As I sat there watching the pitcher and infielders warm up in between innings, out of the corner of my eye I noticed one of the coaches just outside the dugout trying to get someone’s attention. When I realized it was my attention he was trying to get, I gave a nod. He then barked out, “Got another one!” and proceeded to throw a fielder’s glove at me. I caught it, gave it a quick inspection and knew what I’d being doing a little later that evening.
Well that’s how it has gone the last four or five years now when I’m in the dugout or around local baseball or softball fields. I’ve repaired gloves for a number of players and hence I’ve been labeled as “The Doctor”. Word has gotten out over the years and I’ve fixed many gloves for small kids, big kids, adults, you name it. I never realized how much people liked their gloves and I also never realized that people didn’t fix their own gloves when they broke, even the simplest repairs.
That’s how this all started for me. One day I repaired an older Wilson A2000 from the late 70’s or early 80’s. It was being used by a younger girl playing softball. It was her dad’s glove in college. It needed a lot of lace work but was in surprisingly good shape other than that. It looked great when I was done.
Since then, I’ve repaired gloves for a lot of kids. Never charged anything, which was probably a small mistake. I was just glad to get the glove back to them the next day or so. I didn’t think much about until I was looking around on the Internet about a year ago and saw what repairing gloves costs both in money and time. Only then did it occur to me how much money I saved kids and parents and more importantly, the glove was lost for one game at the most.
This is what I’m getting at. If you have young kids active in baseball/softball or are a member of a team or teams yourself, you should really look into trying to repair a few gloves yourself, in your spare time. Believe me, it will come in handy more times than you think and you can save yourself and other people some money.
Let me define what I mean by glove repair. I don’t mean repairing major tears in the leather and the little runs of stitching in the glove. That stuff requires more tools, leather and time. I’m talking about repairing the most common types of lacing breaks that occur throughout a season and just relacing these breaks or retightening lace runs to keep the glove in its original shape and form.

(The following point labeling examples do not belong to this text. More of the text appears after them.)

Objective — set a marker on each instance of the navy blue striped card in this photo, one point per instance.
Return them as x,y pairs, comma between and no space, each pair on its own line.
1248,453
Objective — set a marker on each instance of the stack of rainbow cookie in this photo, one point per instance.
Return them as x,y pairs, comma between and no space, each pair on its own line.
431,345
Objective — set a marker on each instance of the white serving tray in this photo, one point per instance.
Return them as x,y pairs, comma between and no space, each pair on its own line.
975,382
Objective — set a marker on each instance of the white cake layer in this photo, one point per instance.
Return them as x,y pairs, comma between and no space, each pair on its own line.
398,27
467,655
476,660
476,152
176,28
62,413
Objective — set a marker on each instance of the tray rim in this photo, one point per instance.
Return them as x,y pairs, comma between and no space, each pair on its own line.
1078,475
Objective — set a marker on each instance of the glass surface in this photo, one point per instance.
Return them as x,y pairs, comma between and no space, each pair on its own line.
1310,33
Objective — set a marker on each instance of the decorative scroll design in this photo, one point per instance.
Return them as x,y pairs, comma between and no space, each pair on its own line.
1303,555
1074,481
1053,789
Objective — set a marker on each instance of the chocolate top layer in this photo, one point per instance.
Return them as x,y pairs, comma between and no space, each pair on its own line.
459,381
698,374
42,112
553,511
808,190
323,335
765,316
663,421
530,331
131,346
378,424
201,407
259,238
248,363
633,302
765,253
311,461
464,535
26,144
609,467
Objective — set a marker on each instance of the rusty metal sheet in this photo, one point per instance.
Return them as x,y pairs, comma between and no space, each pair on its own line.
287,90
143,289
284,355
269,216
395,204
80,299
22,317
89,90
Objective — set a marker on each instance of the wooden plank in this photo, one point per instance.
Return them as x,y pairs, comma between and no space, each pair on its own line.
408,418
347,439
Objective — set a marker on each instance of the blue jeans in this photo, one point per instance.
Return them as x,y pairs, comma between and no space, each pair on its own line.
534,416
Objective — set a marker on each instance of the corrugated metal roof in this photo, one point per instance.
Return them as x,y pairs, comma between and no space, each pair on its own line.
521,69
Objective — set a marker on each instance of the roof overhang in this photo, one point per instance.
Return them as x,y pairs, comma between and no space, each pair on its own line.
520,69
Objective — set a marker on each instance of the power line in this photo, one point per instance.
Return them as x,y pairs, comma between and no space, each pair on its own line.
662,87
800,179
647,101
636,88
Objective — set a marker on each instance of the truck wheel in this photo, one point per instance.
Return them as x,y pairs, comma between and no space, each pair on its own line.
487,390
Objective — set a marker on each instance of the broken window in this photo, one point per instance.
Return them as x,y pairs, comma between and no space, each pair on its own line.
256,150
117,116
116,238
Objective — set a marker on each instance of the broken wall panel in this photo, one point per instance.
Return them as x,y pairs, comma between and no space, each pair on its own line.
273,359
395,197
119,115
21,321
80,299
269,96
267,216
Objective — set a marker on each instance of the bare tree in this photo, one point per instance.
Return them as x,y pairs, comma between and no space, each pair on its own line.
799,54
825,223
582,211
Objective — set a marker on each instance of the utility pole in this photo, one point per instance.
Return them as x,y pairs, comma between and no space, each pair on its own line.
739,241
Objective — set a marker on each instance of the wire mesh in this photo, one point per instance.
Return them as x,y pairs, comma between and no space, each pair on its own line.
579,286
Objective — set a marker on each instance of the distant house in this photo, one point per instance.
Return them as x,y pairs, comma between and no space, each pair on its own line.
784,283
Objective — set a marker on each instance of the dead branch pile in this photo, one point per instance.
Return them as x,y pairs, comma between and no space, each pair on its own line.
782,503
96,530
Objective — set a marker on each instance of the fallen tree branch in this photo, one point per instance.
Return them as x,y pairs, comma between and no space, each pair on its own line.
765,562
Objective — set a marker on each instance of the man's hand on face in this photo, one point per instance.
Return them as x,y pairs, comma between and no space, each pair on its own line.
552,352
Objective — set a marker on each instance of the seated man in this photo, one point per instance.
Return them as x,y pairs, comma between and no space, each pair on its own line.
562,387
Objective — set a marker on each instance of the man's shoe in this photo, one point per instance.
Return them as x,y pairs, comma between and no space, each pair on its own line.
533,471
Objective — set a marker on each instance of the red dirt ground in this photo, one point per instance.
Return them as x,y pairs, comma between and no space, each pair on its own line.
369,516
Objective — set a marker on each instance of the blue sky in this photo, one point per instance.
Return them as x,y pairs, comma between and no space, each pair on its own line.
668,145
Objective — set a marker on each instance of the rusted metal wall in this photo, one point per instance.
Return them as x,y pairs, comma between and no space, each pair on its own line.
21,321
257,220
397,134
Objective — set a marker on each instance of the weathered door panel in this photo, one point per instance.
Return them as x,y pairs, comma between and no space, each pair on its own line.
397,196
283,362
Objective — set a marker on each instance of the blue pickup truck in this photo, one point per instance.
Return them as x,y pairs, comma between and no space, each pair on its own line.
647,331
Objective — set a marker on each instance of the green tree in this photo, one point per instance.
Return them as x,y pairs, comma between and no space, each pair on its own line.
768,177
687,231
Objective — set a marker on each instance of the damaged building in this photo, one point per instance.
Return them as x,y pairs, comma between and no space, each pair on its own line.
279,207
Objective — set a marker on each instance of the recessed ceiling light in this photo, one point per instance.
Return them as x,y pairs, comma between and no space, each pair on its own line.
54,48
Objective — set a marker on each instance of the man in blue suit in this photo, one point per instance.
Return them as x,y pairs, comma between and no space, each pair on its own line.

About two months ago at one of my son’s tournaments the third baseman’s glove broke, right in the web. As you already know, tournaments have lots of games so these guys don’t want to lose a glove for a week while also paying to get it repaired. Anyway, I took the glove and fixed it in between two games. I just went back into the hotel room, turned on The Weather Channel and restrung the lower part of the web. It took about fifteen minutes and the glove looked great. It lasted the rest of the season with no problems.
Now, if he had sent the glove away to get repaired, a fix like this would probably cost him anywhere from $15.00 to $35.00. This would be higher if he wanted the glove back sooner. He would also probably lose the glove for a week. If he got the glove back and didn’t like the results, he’d probably just live with it. It wouldn’t be worth sending it back out again.
If his mom, dad or someone else repaired it, (in this case I did it) the lacing required for this would cost anywhere from $2.00 to $5.00. He’d only lose the glove for about fifteen or twenty minutes, no real downtime! Any more adjustments would probably be done by whoever fixed it.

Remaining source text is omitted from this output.